Recuerdo que mi iniciación en ese prostíbulo se lo debo directamente a Gabriel García Márquez; puede sonar insólito pero fue así. Resultó que en el setenta aniversario del profesor Juan Bosch, fueron invitados una serie de intelectuales importantes a la celebración de dicho acontecimiento. Entre ellos estaban Nicolás Guillen, Miguel Otero Silva y Regis Debray, entre otras destacadas e importantes figuras y por supuesto el escritor de La increíble y triste historia de la cándida Eréndira y de su abuela desalmada.

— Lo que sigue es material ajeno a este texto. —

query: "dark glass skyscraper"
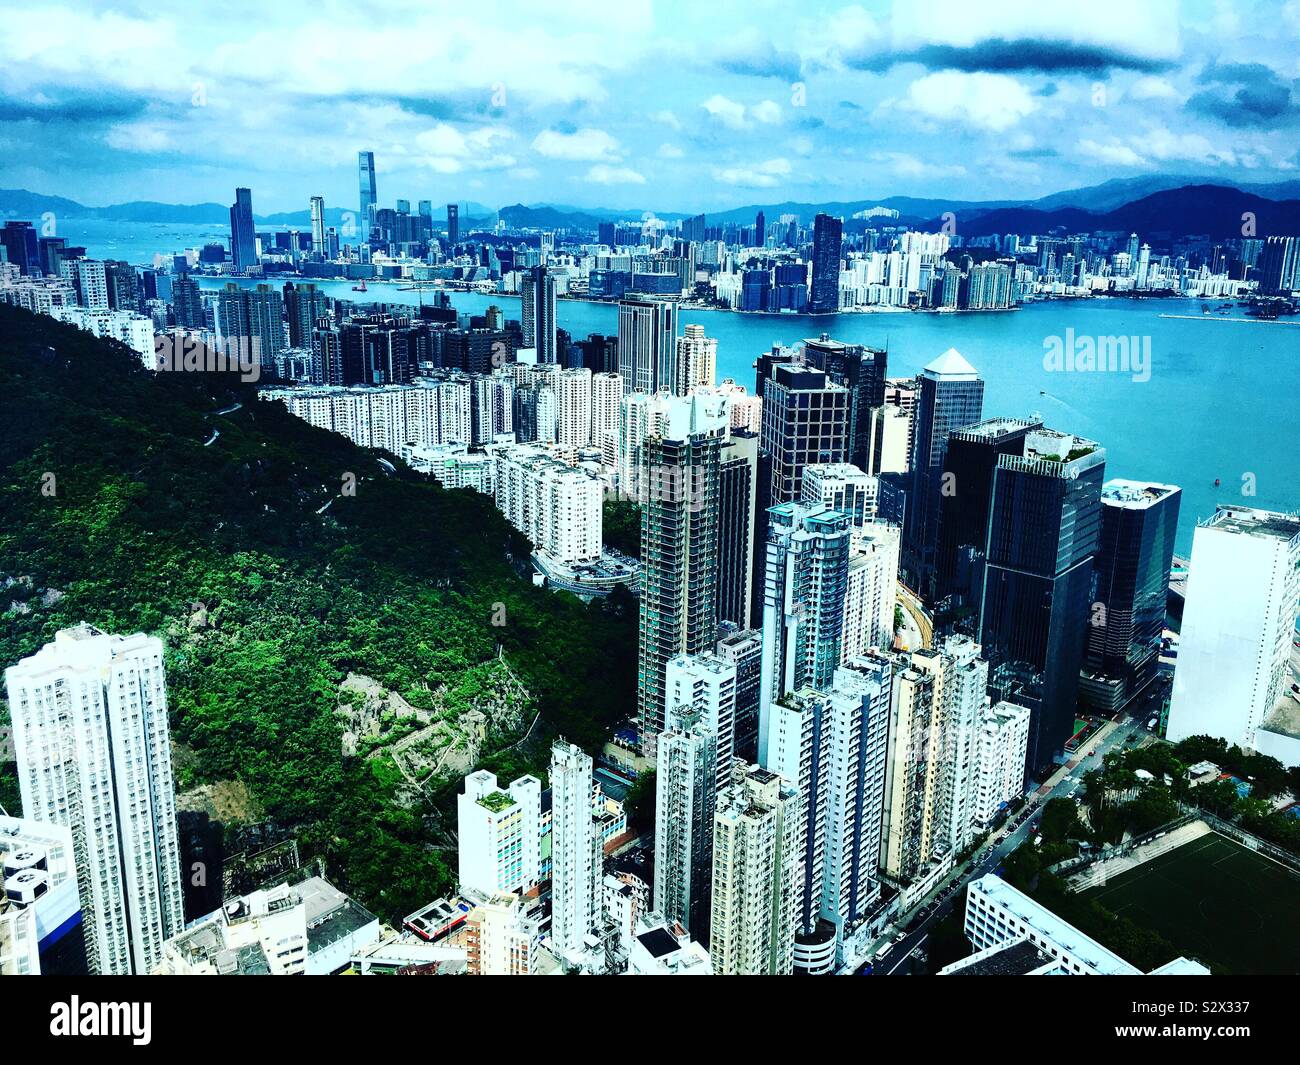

Al terminar el acto y en mi necesidad de conocer de cerca a un escritor de la categoría de García Márquez, me acerqué a él y escuché como el Gabo comentaba a su edecán que quería conocer el cabaret de Herminia. Mi curiosidad despertó y me dije, que si esos eran los lugares a los que asistían los grandes escritores, por qué razón iba yo a evitar seguir sus pasos. El fin de semana siguiente y con apenas veinte años, me encontré bailando en el centro de la pista de Herminia, con una de las prostitutas más sensuales que he conocido en mi vida.

A ese cabaret, iba a parar la mayor parte del dinero ganado en las horas extras por nosotros dos. Horas de caminar bajo aguaceros interminables por el muelle. Nos hicimos asiduos visitantes de aquel lupanar. Llegábamos arrogantes y dueños de la noche. Toda esta vida disoluta no nos impedía, sin embargo, ir de la mano de Fernando Pessoa, Lezama Lima, Umberto Eco, Mieses Burgos. Sabíamos permanecer sentados y borrachos en la acera de una esquina de la Zona Colonial, leyendo el libro del Desasosiego de Fernando Pessoa; ensayos de Mario Vargas Llosa rodaban por nuestras manos y todas esas experiencias forjaron, al fin, el camino que acabó deviniendo en poesía y en prosa.

Mi amigo siguió el camino de la literatura con mucha seriedad, produciendo dos libros fundamentales en la poesía dominicana, Piedra de Ábaco y Rapsodia para tontos. El último de los libros, de una belleza inusual para mi satisfacción y orgullo, fue escrito a partir de uno de mis cuentos, Una hora inefable, del que mi amigo hizo un elogio inmerecido. Puedo decir ahora que, si bien no me tocó vivir una época interesante, como dicen los chinos, me tocaron en suerte amistades envidiables y entre ellas está sin duda alguna la de Médar Serrata, quizás el poeta más importante de mi generación y del que me siento orgulloso. Estas líneas que escribo me dan la tranquilidad de que, si dado el caso, uno de los dos desaparece de manera inesperada, quede este escrito como testimonio de nuestras andanzas. Sé que mi amigo siempre generoso, le gustaría que de ambos él fuera el primero en despedirse de este mundo y que fuera yo quien leyera estas palabras en su sepelio.